004.ᴀʙᴏᴜᴛ ɢᴏᴅꜱ ᴡʜᴏ ꜱᴛɪʟʟ ʜᴀᴛᴇ ᴍᴇ ꜰᴏʀ ᴇxɪꜱᴛɪɴɢ

╔╦══• •✠•❀ - ❀•✠ • •══╦╗

ꜱᴏʙʀᴇ ᴅɪᴏꜱᴇꜱ Qᴜᴇ ꜱɪɢᴜᴇɴ ᴏᴅɪÁɴᴅᴏᴍᴇ ᴘᴏʀ ᴇxɪꜱᴛɪʀ

╚╩══• •✠•❀ - ❀•✠ • •══╩╝

ARTEMISA HABÍA ASEGURADO que se acercaba el alba, pero nadie lo habría dicho. Estaba todo más oscuro, más frío y nevado que nunca.

En Westover Hall las ventanas seguían a oscuras. Me preguntaba cuando los profesores se darían cuenta de que nos habíamos escapado, pero prefería estar en el Campamento para cuando llamaran a mamá.

Iba a estar furiosa cuando se enterara que me escapé, aunque quizá el título "asunto de semidioses" la haría mitigar su enojo puesto que es más allá de lo que ella puede controlar por más que intente sobreprotegerme.

Las cazadoras levantaron el campamento tan deprisa como lo habían montado. Ellas parecían tan tranquilas en medio de la nieve, pero yo aguardaba tiritando mientras Artemisa escudriñaba el horizonte por el este.

Thalia y Grover se me acercaron, deseosos de saber lo que había ocurrido durante nuestra audiencia con la diosa.
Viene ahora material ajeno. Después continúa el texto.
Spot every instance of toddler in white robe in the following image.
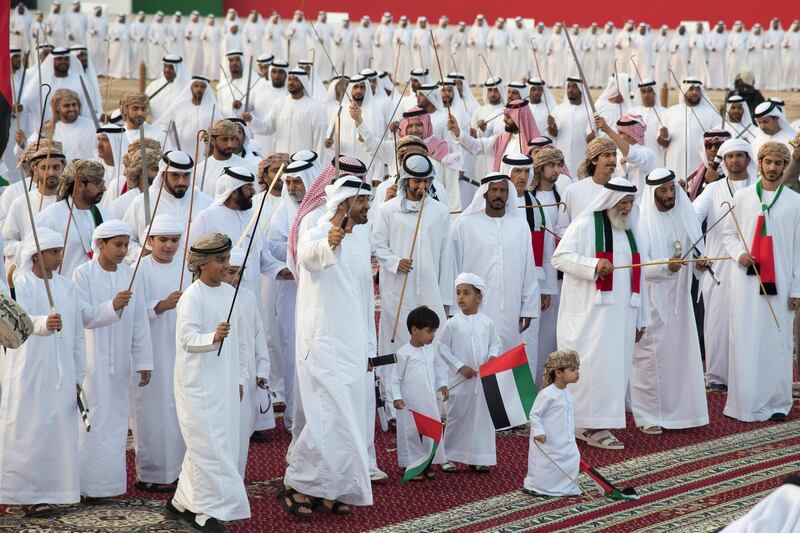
[391,306,447,480]
[436,272,500,473]
[522,350,581,497]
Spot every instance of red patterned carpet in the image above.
[0,394,800,533]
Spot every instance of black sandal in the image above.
[522,489,552,499]
[22,503,58,518]
[316,498,350,516]
[134,481,178,493]
[278,488,314,518]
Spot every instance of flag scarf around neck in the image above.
[478,344,536,430]
[0,0,11,158]
[594,211,642,307]
[525,191,547,279]
[580,457,639,500]
[747,181,783,296]
[400,409,444,483]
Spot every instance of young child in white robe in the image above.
[436,272,500,473]
[225,246,275,478]
[131,215,191,493]
[72,219,153,500]
[0,227,86,517]
[169,233,252,531]
[522,350,581,497]
[391,306,447,481]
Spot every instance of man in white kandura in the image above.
[631,168,708,435]
[553,178,650,450]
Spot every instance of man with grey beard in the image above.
[552,178,650,450]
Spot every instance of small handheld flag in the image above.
[400,409,444,483]
[479,344,536,431]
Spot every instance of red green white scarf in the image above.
[594,211,642,307]
[747,181,783,296]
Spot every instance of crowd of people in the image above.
[11,4,800,91]
[0,5,800,531]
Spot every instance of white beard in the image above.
[606,209,631,231]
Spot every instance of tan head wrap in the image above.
[533,148,564,170]
[578,137,617,179]
[258,152,291,176]
[122,137,161,167]
[123,142,162,183]
[397,135,428,162]
[187,233,233,279]
[57,159,106,201]
[119,91,150,108]
[542,350,581,387]
[20,138,63,176]
[209,119,242,137]
[757,141,792,163]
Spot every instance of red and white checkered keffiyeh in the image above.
[398,106,450,163]
[617,113,647,145]
[288,155,364,263]
[492,100,539,172]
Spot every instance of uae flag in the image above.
[400,409,444,483]
[0,0,13,158]
[479,344,536,430]
[580,457,639,500]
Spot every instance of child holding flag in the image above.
[522,350,581,497]
[436,272,500,473]
[391,306,448,481]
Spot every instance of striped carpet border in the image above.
[372,421,800,533]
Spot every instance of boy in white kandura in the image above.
[436,272,500,473]
[522,350,581,497]
[391,305,448,481]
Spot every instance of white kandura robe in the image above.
[517,188,569,387]
[522,384,582,496]
[391,344,447,468]
[233,287,275,478]
[250,94,328,154]
[3,189,56,265]
[664,100,721,176]
[53,116,97,161]
[131,254,190,483]
[108,22,132,78]
[372,196,455,355]
[723,185,800,422]
[452,210,541,353]
[36,202,115,278]
[553,217,650,429]
[436,310,501,466]
[284,221,376,505]
[692,179,748,385]
[542,102,589,172]
[0,271,86,504]
[630,210,716,429]
[121,185,212,264]
[259,200,298,429]
[72,259,153,497]
[174,280,250,520]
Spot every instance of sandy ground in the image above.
[100,78,800,122]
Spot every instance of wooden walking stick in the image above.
[236,163,286,246]
[128,179,167,291]
[720,200,782,333]
[391,193,428,343]
[631,54,664,128]
[217,168,278,357]
[430,30,450,117]
[178,127,208,291]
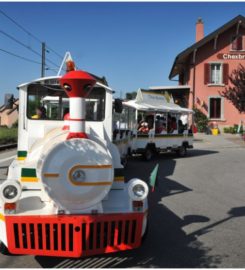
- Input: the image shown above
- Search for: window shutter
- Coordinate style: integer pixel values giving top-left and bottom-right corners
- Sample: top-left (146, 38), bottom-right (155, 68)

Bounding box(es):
top-left (223, 63), bottom-right (229, 84)
top-left (204, 63), bottom-right (210, 84)
top-left (237, 36), bottom-right (242, 50)
top-left (231, 37), bottom-right (237, 51)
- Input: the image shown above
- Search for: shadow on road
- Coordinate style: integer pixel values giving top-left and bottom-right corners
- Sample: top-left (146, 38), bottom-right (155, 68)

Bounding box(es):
top-left (36, 191), bottom-right (221, 268)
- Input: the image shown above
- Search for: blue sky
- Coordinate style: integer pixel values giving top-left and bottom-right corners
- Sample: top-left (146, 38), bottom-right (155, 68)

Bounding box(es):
top-left (0, 2), bottom-right (245, 103)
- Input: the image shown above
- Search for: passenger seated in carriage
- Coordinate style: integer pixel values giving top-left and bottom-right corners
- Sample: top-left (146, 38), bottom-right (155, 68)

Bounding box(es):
top-left (31, 106), bottom-right (47, 119)
top-left (138, 121), bottom-right (149, 134)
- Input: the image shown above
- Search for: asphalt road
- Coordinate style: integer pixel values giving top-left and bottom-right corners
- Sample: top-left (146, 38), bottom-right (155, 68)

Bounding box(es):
top-left (0, 136), bottom-right (245, 268)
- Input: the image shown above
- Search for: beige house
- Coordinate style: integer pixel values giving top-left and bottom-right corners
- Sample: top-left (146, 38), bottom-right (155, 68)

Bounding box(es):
top-left (0, 100), bottom-right (19, 128)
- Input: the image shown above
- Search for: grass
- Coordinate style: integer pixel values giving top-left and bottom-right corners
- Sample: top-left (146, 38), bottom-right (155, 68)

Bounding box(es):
top-left (0, 127), bottom-right (18, 145)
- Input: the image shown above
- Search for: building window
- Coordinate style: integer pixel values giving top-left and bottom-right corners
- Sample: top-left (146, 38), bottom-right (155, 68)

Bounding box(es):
top-left (209, 97), bottom-right (223, 119)
top-left (204, 63), bottom-right (229, 85)
top-left (231, 36), bottom-right (243, 51)
top-left (210, 64), bottom-right (222, 84)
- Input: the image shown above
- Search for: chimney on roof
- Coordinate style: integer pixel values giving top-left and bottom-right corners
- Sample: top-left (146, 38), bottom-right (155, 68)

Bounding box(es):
top-left (196, 17), bottom-right (204, 42)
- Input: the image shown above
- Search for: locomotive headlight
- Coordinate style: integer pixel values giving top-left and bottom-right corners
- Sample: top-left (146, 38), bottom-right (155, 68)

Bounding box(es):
top-left (69, 166), bottom-right (86, 185)
top-left (72, 169), bottom-right (86, 182)
top-left (128, 178), bottom-right (149, 201)
top-left (0, 180), bottom-right (21, 203)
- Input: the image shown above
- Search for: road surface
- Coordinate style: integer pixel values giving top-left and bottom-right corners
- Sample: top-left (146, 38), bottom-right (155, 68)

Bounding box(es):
top-left (0, 135), bottom-right (245, 268)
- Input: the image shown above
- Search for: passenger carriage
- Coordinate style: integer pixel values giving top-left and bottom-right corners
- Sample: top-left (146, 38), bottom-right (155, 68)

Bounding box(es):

Bianca se había sentado más allá con su hermano. Ya se veía por la expresión sombría de Nico que estaba explicándole su decisión de unirse a la Cacería. Me sentía muy mal por su hermano, así que cuando ví a Bianca apartarse de su lado y dejándolo solo, decidí que Percy podía hacerse cargo de explicar la audiencia.

Di unos pasos en su dirección cuando la señora Artemisa me cortó el paso.

—Quiero pedirte disculpas por lo incómodo que será para tí —dijo con seriedad—. Lo último que quiero es exponer a una doncella a un hombre que solo le hace daño cada vez que la ve. Lamentablemente, es el medio más rápido y seguro para transportarlos a todos al campamento.

—No se preocupe, mi señora —respondí.

Yo mejor que nadie sabía de las cosas de las que era capaz.

Y aún así, ya no le temía.

No me preocupaba mucho, dudaba que Apolo intentara matarme con tantas personas aquí, pero por otro lado, siempre podía intentar tirarle otra cosa a la cabeza.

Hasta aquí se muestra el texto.